Neue Wohnungen für gefiederte Bewohner

Messen, bohren und schrauben waren die handwerklichen Fertigkeiten, die kürzlich bei einem Arbeitseinsatz von Jugendlichen beim NABU Bindsachsen gefragt waren.

Alfred Leiß, Vorsitzender der Gruppe, hatte dazu eingeladen, Nistkästen für heimische Höhlenbrüter zu bauen. Unter seiner fachkundigen Anleitung gingen die Jugendlichen mit Neugierde und großem Eifer daran, die von ihm bereits passgenau zugesägten Einzelteile zusammenzubauen. Mit großer Genugtuung konnte man zusehen, wie mit gegenseitiger Hilfe und Unterstützung ein Nistkasten nach dem anderen seine endgültige Form annahm.

„Ich habe noch nie mit einer Ständerbohrmaschine gearbeitet,“ stellte Tom fest. „Aber es ist eigentlich leicht und macht viel Spaß.“

Melli, die bereits zum zweiten Mal an einer solchen Aktion teilnahm, kannte sich mit den Arbeitsabläufen schon gut aus und konnte die anderen Jugendlichen fachkundig unterstützen. „Wichtig ist, dass die Einzelteile passgenau zusammengefügt werden.
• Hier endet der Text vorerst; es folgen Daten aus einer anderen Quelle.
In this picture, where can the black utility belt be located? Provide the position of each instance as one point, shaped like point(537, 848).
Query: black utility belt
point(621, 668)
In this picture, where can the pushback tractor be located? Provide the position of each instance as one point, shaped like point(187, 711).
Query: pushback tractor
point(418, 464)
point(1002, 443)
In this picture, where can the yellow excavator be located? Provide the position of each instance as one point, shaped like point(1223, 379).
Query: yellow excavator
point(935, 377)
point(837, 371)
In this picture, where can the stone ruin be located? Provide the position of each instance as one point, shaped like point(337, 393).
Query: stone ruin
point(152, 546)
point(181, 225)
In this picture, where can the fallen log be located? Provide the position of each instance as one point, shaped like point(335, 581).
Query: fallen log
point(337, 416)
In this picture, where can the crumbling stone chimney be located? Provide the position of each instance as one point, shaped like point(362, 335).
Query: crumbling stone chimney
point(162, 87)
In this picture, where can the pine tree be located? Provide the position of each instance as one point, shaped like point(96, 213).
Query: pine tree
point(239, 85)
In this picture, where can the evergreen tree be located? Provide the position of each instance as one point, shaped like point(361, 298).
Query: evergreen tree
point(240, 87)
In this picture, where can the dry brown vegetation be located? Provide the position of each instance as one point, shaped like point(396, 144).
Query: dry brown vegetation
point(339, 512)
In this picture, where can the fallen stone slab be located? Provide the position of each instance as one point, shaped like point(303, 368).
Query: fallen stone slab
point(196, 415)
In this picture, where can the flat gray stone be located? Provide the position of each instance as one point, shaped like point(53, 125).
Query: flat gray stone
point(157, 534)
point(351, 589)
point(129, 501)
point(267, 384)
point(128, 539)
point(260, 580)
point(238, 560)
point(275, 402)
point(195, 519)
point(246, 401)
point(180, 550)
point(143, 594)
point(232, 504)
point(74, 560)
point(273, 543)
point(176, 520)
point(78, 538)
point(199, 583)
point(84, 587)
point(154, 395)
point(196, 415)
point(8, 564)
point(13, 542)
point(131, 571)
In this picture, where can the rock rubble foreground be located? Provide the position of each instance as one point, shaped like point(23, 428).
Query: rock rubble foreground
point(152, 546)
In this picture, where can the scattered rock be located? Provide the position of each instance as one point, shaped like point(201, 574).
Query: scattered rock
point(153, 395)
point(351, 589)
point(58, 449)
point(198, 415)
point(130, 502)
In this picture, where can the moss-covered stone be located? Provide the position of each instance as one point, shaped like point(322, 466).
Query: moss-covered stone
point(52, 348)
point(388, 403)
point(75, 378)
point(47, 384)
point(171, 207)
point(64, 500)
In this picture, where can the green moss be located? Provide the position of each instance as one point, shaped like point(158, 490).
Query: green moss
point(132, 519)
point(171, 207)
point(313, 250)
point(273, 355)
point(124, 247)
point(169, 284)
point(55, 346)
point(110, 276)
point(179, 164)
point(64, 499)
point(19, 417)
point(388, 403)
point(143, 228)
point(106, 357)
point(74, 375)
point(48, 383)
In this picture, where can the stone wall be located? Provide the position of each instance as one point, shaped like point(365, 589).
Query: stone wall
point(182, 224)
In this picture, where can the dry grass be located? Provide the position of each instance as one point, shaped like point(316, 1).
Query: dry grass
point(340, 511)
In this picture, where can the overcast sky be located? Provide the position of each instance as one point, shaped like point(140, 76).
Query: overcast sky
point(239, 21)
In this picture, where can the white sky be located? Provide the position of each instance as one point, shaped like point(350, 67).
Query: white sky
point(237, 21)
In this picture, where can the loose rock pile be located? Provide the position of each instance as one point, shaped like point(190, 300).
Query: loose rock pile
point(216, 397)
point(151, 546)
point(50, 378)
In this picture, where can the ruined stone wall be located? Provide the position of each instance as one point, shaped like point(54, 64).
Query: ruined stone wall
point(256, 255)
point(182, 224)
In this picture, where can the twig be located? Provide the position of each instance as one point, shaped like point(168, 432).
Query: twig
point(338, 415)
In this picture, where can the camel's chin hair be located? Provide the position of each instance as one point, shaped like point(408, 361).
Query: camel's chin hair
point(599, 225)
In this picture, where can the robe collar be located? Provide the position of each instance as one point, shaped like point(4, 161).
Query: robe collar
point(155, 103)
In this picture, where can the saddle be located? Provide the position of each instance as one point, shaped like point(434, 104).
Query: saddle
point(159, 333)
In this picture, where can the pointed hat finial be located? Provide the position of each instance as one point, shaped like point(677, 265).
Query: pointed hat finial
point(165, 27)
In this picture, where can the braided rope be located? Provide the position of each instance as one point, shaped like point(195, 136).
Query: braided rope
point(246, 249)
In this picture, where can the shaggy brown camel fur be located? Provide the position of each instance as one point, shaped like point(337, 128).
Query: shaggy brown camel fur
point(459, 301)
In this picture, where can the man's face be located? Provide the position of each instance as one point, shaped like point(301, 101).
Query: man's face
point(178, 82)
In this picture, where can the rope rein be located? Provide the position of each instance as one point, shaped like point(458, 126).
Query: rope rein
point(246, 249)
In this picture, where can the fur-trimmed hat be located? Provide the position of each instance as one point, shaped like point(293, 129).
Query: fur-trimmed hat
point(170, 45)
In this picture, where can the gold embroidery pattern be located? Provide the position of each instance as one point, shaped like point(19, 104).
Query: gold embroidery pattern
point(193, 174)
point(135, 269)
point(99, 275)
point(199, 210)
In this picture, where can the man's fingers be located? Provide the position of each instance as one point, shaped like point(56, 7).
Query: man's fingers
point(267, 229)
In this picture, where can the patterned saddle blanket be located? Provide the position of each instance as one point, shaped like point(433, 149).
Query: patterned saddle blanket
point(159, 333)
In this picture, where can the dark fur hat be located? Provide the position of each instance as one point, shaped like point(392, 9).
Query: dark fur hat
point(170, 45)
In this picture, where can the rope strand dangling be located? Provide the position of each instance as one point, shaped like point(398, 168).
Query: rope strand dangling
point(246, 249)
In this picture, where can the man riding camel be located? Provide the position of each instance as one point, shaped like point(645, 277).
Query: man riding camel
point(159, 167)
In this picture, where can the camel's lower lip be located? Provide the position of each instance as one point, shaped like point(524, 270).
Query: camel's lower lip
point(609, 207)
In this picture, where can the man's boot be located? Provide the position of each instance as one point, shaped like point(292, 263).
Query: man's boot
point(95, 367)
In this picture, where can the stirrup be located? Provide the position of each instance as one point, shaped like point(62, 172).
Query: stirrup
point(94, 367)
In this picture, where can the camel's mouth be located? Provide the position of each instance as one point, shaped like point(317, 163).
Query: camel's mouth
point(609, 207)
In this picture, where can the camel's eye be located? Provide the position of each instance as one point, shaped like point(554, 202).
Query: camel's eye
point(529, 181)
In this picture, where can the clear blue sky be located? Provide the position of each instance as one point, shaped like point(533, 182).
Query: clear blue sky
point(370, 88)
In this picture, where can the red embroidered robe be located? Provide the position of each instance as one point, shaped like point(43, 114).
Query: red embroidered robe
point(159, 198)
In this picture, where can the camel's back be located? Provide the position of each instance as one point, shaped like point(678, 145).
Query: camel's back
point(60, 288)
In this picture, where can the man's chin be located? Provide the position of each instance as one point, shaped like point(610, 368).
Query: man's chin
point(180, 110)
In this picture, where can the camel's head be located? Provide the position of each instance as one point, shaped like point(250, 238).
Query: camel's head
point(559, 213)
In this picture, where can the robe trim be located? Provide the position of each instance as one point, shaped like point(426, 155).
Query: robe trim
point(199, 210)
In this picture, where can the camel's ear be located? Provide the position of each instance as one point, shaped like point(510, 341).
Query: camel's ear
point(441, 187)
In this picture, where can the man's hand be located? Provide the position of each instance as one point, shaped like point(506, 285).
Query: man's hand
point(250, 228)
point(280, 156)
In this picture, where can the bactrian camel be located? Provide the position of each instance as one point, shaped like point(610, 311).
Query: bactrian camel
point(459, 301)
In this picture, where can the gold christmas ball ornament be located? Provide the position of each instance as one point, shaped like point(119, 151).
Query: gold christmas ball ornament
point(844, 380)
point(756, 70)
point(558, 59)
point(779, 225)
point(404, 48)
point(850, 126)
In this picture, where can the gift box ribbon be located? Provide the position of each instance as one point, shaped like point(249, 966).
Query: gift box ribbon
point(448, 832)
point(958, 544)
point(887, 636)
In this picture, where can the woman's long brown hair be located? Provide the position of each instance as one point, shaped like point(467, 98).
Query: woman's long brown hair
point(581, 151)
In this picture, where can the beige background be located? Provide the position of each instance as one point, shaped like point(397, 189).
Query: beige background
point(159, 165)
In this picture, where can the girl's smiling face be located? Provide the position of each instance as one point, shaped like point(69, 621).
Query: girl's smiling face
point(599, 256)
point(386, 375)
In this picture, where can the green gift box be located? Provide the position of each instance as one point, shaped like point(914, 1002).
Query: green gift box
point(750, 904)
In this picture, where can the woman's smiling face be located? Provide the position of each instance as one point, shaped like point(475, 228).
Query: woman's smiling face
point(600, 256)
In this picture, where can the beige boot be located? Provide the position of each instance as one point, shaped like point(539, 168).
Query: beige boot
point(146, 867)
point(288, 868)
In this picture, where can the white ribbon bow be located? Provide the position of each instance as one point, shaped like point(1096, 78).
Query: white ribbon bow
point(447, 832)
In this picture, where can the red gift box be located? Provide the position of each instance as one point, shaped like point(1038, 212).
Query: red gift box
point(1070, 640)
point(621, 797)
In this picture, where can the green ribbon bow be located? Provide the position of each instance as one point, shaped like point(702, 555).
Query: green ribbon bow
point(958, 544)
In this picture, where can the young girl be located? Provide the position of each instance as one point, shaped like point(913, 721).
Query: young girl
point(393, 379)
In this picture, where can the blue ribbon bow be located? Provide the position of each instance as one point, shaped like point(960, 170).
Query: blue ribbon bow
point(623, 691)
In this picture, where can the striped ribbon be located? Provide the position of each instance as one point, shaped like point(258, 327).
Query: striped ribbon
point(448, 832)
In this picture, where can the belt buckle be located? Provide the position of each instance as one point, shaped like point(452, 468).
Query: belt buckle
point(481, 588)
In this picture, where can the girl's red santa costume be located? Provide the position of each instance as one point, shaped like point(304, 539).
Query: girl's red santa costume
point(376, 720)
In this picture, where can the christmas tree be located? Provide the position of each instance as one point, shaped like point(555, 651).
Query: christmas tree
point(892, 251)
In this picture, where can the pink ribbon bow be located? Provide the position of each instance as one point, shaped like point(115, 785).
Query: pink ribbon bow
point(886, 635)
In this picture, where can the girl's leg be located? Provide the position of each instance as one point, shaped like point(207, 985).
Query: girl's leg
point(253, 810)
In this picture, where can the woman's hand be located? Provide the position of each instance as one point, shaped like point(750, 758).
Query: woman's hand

Dann entsteht ein professioneller und auch optisch schöner Nistkasten für Höhlenbrüter, erläuterte sie den anderen in der Runde.

Und Paul wagte altklug schon einen Blick in die Zukunft: „Vielleicht ist das das einzige Mal in unserem Leben, dass wir selbst Nistkästen bauen. Wer weiß das schon?“

Alfred Leiß konnte ihn beruhigen. Er habe, so erklärte er, bei einem Bekannten, der die Gruppe bereits schon einmal in dieser Sache unterstützt hat, schon wieder neue Bretter bestellt. Wenn diese dann entsprechend zugesägt sind, könne man wieder mit einer neuen Aktion loslegen.